Bones and All est l’adaptation du roman éponyme de Camille DeAngelis. Quelques modifications cependant sont apportés dans l’adaptation qu’en fait Luca Guadagnino, notamment dans les meurtres ajoutant une petite touche queer que ne possédait le roman. Sorti en 2022, c’est le tout premier film du réalisateur italien tourné et se déroulant aux États-Unis. C’est son second film d’horreur, après le remake de Suspiria. Il y retrouve une partie du casting de Call Me by Your Name : Timothée Chalamet qui incarne Lee, un jeune homme vagabond qui va croiser la route de Maren et Michael Stuhlbarg qui incarne un autre dévoreur, un peu fou, qu’ils vont croiser.

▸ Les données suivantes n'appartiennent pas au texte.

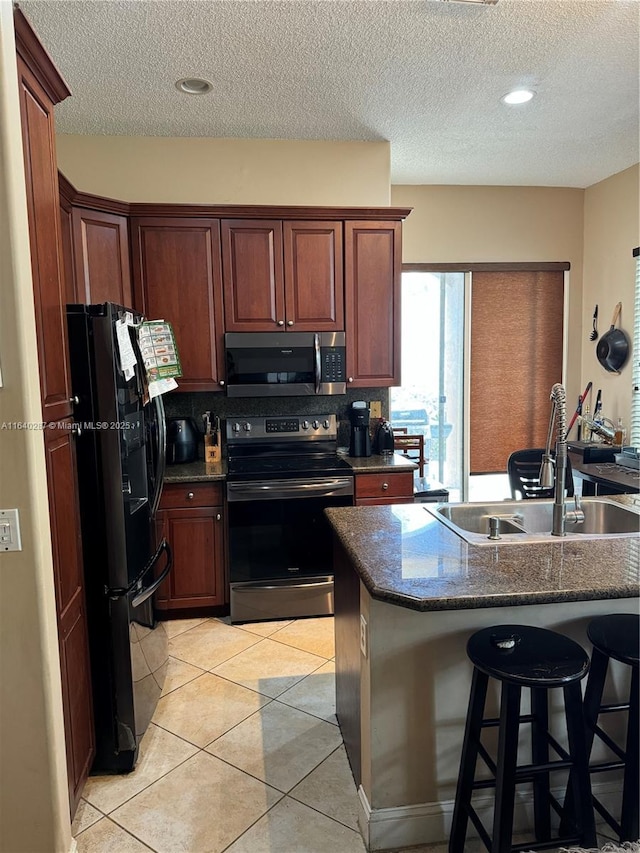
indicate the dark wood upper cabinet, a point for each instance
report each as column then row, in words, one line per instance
column 101, row 257
column 282, row 275
column 177, row 277
column 373, row 264
column 313, row 276
column 40, row 87
column 253, row 275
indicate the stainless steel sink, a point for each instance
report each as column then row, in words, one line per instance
column 532, row 519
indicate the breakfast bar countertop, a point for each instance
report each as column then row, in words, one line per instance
column 405, row 556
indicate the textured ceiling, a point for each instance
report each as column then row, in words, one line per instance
column 424, row 75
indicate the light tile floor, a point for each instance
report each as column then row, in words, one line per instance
column 244, row 753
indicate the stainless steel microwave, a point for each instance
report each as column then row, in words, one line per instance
column 285, row 364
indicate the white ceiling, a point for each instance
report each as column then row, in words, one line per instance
column 427, row 76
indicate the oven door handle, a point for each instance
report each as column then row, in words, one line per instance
column 271, row 489
column 317, row 363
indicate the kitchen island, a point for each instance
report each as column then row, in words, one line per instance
column 408, row 594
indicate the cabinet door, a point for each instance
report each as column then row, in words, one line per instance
column 313, row 275
column 101, row 257
column 43, row 206
column 197, row 576
column 70, row 606
column 253, row 275
column 373, row 262
column 177, row 277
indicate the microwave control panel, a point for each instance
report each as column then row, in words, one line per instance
column 291, row 429
column 333, row 367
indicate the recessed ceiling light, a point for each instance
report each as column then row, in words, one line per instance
column 518, row 96
column 194, row 86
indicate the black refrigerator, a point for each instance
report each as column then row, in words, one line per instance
column 120, row 459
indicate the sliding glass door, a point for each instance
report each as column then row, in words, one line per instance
column 431, row 399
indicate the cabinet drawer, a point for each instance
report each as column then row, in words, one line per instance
column 175, row 495
column 384, row 485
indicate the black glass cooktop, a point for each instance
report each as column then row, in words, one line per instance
column 286, row 465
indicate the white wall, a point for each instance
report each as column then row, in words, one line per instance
column 611, row 232
column 228, row 171
column 34, row 806
column 594, row 229
column 500, row 224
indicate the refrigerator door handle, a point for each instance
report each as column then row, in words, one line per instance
column 162, row 455
column 136, row 584
column 148, row 591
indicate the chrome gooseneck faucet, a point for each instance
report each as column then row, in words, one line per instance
column 557, row 478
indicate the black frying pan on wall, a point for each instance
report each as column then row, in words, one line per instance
column 612, row 349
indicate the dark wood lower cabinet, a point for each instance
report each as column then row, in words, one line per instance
column 388, row 488
column 70, row 605
column 195, row 533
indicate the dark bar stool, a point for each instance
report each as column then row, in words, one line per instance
column 618, row 637
column 523, row 656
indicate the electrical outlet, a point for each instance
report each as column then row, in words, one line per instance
column 363, row 635
column 10, row 530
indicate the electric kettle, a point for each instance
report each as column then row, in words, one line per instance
column 385, row 442
column 182, row 441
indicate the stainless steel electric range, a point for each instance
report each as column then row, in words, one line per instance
column 282, row 473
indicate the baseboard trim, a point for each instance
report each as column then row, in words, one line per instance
column 430, row 823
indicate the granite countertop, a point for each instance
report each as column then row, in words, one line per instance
column 376, row 464
column 195, row 472
column 405, row 556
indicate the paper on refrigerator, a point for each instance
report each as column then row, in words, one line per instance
column 160, row 355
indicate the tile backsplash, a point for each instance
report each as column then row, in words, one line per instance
column 193, row 404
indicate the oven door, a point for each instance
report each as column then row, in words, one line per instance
column 280, row 546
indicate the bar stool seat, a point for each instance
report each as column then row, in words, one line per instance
column 523, row 656
column 616, row 637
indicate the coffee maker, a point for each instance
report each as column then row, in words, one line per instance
column 360, row 442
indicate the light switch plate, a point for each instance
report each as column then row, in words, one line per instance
column 10, row 530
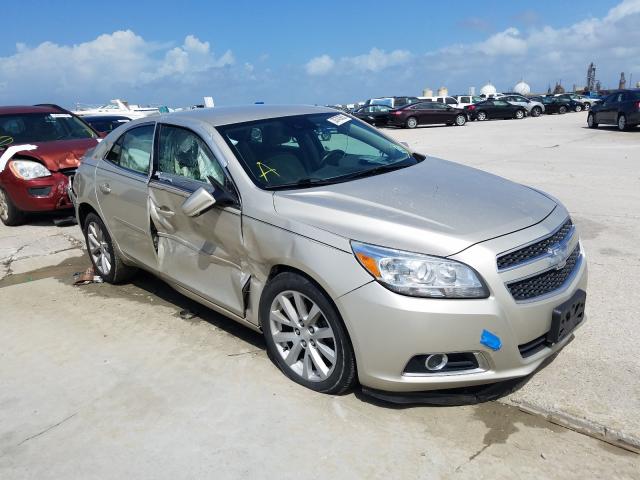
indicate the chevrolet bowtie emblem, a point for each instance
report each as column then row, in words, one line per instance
column 558, row 255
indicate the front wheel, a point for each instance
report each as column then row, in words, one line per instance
column 10, row 215
column 105, row 258
column 622, row 123
column 305, row 336
column 412, row 122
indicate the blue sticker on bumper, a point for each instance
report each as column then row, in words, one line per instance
column 490, row 340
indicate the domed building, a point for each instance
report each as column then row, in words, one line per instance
column 522, row 88
column 488, row 90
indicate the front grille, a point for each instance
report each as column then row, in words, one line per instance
column 533, row 347
column 545, row 282
column 535, row 250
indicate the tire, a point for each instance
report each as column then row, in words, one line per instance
column 322, row 357
column 10, row 215
column 104, row 256
column 622, row 123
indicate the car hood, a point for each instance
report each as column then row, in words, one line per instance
column 62, row 153
column 434, row 207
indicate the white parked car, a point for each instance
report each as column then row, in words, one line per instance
column 533, row 107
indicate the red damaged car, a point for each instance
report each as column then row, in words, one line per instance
column 40, row 148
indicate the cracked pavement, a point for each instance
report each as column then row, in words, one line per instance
column 106, row 381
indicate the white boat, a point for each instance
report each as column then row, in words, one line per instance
column 118, row 107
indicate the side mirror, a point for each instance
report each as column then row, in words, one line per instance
column 198, row 202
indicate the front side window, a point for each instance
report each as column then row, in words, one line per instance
column 307, row 150
column 183, row 153
column 133, row 149
column 43, row 127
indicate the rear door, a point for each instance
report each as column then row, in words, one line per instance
column 121, row 189
column 202, row 254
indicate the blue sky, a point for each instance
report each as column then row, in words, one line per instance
column 296, row 51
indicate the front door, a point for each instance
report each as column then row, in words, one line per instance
column 202, row 254
column 121, row 188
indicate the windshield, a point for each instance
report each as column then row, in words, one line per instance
column 42, row 127
column 308, row 150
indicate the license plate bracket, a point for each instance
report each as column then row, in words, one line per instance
column 566, row 317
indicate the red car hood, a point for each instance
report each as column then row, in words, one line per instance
column 61, row 154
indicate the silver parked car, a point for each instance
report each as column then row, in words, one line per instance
column 357, row 259
column 533, row 107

À ces deux comédiens déjà bien connus du public, Dune, Les Filles du docteur March pour Chalamet, La Forme de l’eau, Pentagon Papers pour Stuhlbarg, il faut aussi ajouter l’incroyable Mark Rylance comédien et dramaturge britannique oscarisé pour Le pont des espions, André Holland comédien connu pour son apparition dans Selma, Moonlight ou encore 42, Chloë Sevigny qui a une longue carrière très hétéroclite mais revient toujours à l’horreur, depuis Dogville jusqu’à Wolfboy en passant par American Horror Story. Enfin, Jessica Harper, la star iconique des films d’horreur des années 1970 et 1980, fait une apparition furtive mais très reconnaissable pour les fans de Suspiria et de Phantom of the Paradise.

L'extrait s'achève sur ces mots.